Kari nodded slowly. “I’ll do what I can.”
Six
Wider and wider through all worlds I see.
Late in the night Brochael woke up and turned in the cramped sleeping booth. It was too small for him, as they usually were, but this time he was glad of the discomfort, because the strange dream of the cell had come to him again, and the memory of it disturbed him.
After a moment he sat up with a mutter of irritation. It was cold in the stone room; the fire must have gone out.

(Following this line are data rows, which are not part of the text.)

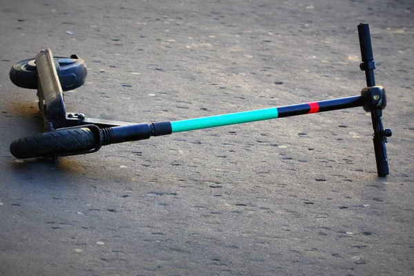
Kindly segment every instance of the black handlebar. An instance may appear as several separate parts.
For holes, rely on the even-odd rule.
[[[382,126],[382,110],[386,106],[385,90],[382,86],[375,86],[374,70],[376,68],[373,54],[369,25],[362,23],[358,25],[358,36],[362,63],[359,68],[365,71],[366,88],[362,90],[362,96],[366,97],[367,105],[364,106],[366,111],[371,111],[374,129],[374,150],[377,161],[377,171],[380,177],[389,174],[388,158],[386,156],[387,137],[391,136],[391,129],[384,129]]]

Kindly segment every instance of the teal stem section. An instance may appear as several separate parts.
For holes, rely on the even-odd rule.
[[[277,118],[277,108],[171,121],[172,133]]]

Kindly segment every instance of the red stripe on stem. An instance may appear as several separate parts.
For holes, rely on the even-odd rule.
[[[313,102],[313,103],[308,103],[308,104],[310,107],[310,110],[309,110],[309,112],[308,112],[308,114],[310,114],[310,113],[317,113],[317,112],[319,112],[319,103],[317,103],[316,101],[315,101],[315,102]]]

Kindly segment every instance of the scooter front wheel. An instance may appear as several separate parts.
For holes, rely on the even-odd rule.
[[[10,152],[17,158],[33,158],[66,155],[90,150],[95,136],[88,128],[61,128],[16,139],[10,144]]]

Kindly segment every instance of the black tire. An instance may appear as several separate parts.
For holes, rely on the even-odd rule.
[[[10,144],[16,158],[64,155],[94,148],[95,138],[88,128],[62,128],[17,139]]]
[[[76,55],[55,57],[55,66],[63,91],[77,88],[85,83],[88,70],[85,61]],[[14,85],[28,89],[37,89],[37,71],[34,59],[25,59],[14,64],[10,72]]]

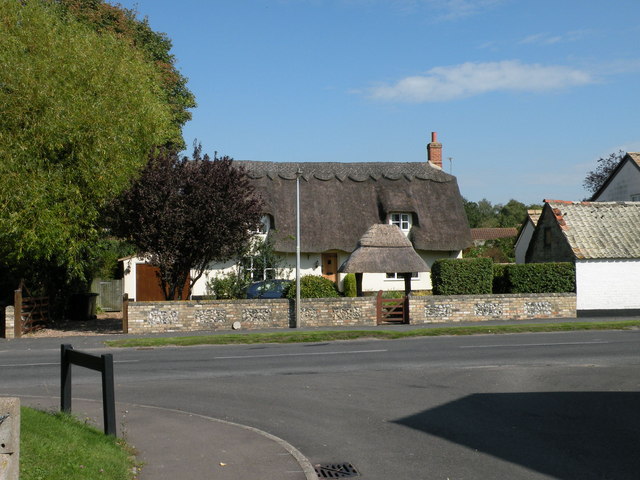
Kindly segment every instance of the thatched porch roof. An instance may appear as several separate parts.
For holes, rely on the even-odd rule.
[[[428,272],[409,239],[395,225],[372,225],[342,264],[343,273]]]

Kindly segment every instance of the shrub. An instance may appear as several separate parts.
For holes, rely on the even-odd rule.
[[[291,282],[287,298],[296,298],[296,282]],[[300,298],[339,297],[336,285],[329,279],[318,275],[305,275],[300,278]]]
[[[490,258],[445,258],[431,267],[434,295],[488,294],[493,286]]]
[[[527,263],[507,265],[508,293],[563,293],[576,291],[572,263]]]
[[[356,275],[355,273],[347,273],[343,280],[344,286],[344,296],[345,297],[356,297],[358,296],[358,289],[356,286]]]

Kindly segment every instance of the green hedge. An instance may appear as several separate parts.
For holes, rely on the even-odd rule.
[[[573,263],[506,265],[506,293],[563,293],[576,291]]]
[[[296,298],[296,282],[286,293],[287,298]],[[304,275],[300,278],[300,298],[333,298],[339,297],[338,289],[331,280],[318,275]]]
[[[434,295],[576,291],[572,263],[493,264],[490,258],[443,259],[433,264],[431,281]]]
[[[431,267],[434,295],[489,294],[493,286],[490,258],[436,260]]]
[[[509,293],[509,282],[507,281],[508,264],[493,264],[493,293]]]

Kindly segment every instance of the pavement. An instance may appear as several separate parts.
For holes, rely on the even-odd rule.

He dragged the great bearskin from the bed, swung it around himself, and padded over the floor, scratching his tousled red hair. The brazier held a low glimmer of peats, and as he dropped new ones in, the light darkened even more, making the room a huddle of cold shadows. Still, it would blaze up eventually and last till morning.
He watched it sleepily for a moment, his mind avoiding the echoes of the dream. Gudrun’s sorcery still lurked here. It was not often that he thought about her—he hated the woman for what she had done to her son. Apart from Kari only he, Brochael, knew the full evil of that. And he feared her. As for Kari… All at once he realized how quietly the boy was sleeping, and turned quickly.
The bed was empty.
For a moment, rigid, Brochael stared at it. Then he shook his head, dragged the bench up to the warmth, and sat down, leaning back against the wall. The alarm that had flared in him for a second died down—he knew Kari well enough. The boy had strange gifts, and they drove him strangely. Often at home, in Thrasirshall, he would walk the snowfields and forests all night, the ravens flapping above him. Brochael knew he spoke to ghosts and wraiths and invisible things out there, things he could tell no one else about. He tugged the bearskin tight on his broad back. Wherever Kari was, it was his own realm. He was skillful there.